Earlier, China's Ministry of Commerce said the previous day it would, under the Anti-Foreign Sanctions Law, ban organizations and individuals in China from conducting activities such as transactions, cooperation, and more with five U.S. subsidiaries of Hanwha Ocean. Hanwha Ocean's share price plunged 5.7%, and shipbuilding stocks also closed lower.
Kim Yong-min, an analyst at Yuanta Securities Korea, said, "In a situation where companies expected to play a central role in expanding the U.S. shipbuilding industry are fundamentally blocked from having ties with China," and added, "Even considering energy import-export relations and recent trends, the impact of the sanctions is very limited."
He added, "Ships made in the United States originally have no reason to be entangled with China," noting, "U.S.-made vessels, which have no price competitiveness in the global shipbuilding market, are built from the outset targeting transport between U.S. ports, so the sanctions have virtually no impact."
Kim assessed that if the U.S.-China shipbuilding and shipping dispute intensifies, domestic shipbuilders would take on the role of agents for the United States and could benefit.
China currently holds 60% of the global shipbuilding market (bifurcated between Korea and China), and the reason the Office of the United States Trade Representative (USTR) can sanction China's shipbuilding industry through port-entry penalty surcharges is, paradoxically, this overwhelming market share.
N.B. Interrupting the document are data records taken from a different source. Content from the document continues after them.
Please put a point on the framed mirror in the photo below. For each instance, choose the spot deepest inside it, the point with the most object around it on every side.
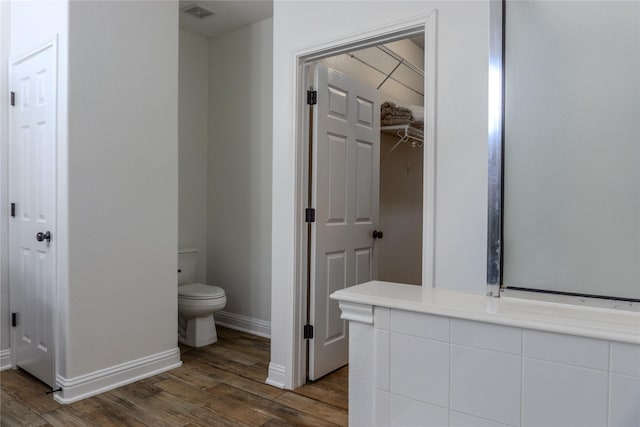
(564, 166)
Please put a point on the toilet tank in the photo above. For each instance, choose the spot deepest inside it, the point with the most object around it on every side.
(187, 266)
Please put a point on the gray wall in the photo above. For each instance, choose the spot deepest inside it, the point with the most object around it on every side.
(239, 181)
(193, 116)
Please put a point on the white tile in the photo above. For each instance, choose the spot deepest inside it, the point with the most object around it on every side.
(556, 395)
(485, 335)
(408, 413)
(457, 419)
(382, 409)
(420, 325)
(569, 349)
(382, 359)
(420, 369)
(624, 410)
(381, 318)
(625, 358)
(486, 384)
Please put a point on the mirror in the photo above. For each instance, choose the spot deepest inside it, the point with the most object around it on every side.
(570, 219)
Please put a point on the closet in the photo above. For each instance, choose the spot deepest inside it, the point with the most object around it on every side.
(395, 69)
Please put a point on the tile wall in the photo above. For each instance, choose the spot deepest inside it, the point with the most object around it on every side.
(439, 371)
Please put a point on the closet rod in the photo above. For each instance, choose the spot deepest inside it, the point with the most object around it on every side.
(400, 59)
(353, 56)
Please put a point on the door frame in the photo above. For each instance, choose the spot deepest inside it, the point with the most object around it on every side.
(421, 24)
(14, 60)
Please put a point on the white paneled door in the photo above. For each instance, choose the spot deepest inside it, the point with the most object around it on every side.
(345, 193)
(33, 224)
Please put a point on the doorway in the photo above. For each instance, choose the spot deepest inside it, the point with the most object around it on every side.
(364, 171)
(32, 222)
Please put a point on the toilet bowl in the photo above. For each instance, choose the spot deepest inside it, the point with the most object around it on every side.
(196, 304)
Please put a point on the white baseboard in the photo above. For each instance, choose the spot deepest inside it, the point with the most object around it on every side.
(5, 359)
(277, 375)
(238, 322)
(83, 386)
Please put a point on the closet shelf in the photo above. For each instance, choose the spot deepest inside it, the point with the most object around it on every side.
(406, 133)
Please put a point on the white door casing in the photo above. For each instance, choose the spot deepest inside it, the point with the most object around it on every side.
(32, 267)
(345, 193)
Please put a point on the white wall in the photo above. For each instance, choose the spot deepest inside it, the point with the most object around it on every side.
(400, 251)
(193, 114)
(5, 34)
(122, 182)
(461, 144)
(239, 160)
(425, 370)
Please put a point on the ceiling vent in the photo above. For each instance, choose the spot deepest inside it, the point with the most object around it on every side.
(197, 11)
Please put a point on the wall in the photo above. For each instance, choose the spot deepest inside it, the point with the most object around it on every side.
(239, 182)
(5, 35)
(193, 98)
(399, 254)
(123, 185)
(400, 251)
(528, 377)
(461, 144)
(390, 90)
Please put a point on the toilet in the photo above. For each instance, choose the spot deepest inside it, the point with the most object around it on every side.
(196, 303)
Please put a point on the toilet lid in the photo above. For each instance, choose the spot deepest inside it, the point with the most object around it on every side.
(200, 291)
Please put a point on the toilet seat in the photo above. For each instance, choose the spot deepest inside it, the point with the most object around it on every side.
(199, 291)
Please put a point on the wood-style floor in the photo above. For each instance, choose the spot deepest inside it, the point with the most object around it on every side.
(218, 385)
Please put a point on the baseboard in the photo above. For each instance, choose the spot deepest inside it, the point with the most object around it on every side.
(78, 388)
(277, 375)
(5, 359)
(238, 322)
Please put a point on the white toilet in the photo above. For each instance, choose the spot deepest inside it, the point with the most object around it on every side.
(196, 303)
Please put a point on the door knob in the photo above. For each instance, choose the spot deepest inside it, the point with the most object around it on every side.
(43, 236)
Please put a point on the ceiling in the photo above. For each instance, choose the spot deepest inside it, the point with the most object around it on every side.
(228, 15)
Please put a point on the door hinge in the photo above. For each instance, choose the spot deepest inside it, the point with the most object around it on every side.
(308, 332)
(309, 215)
(312, 97)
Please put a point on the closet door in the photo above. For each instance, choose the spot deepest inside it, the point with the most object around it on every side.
(345, 193)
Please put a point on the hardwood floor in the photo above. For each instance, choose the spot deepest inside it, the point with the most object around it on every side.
(218, 385)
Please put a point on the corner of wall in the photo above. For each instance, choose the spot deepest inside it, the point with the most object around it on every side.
(5, 35)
Conversely, the United States is not a major player in either the shipbuilding or shipping markets, so from China's perspective, the most visible target it can sanction on the surface is domestic shipbuilders.
Kim said, "Considering why domestic shipbuilding stocks drew particular attention in the U.S.-China maritime hegemony competition (the only counterweight to China), I judge that these sanctions are actually evidence that China is on edge."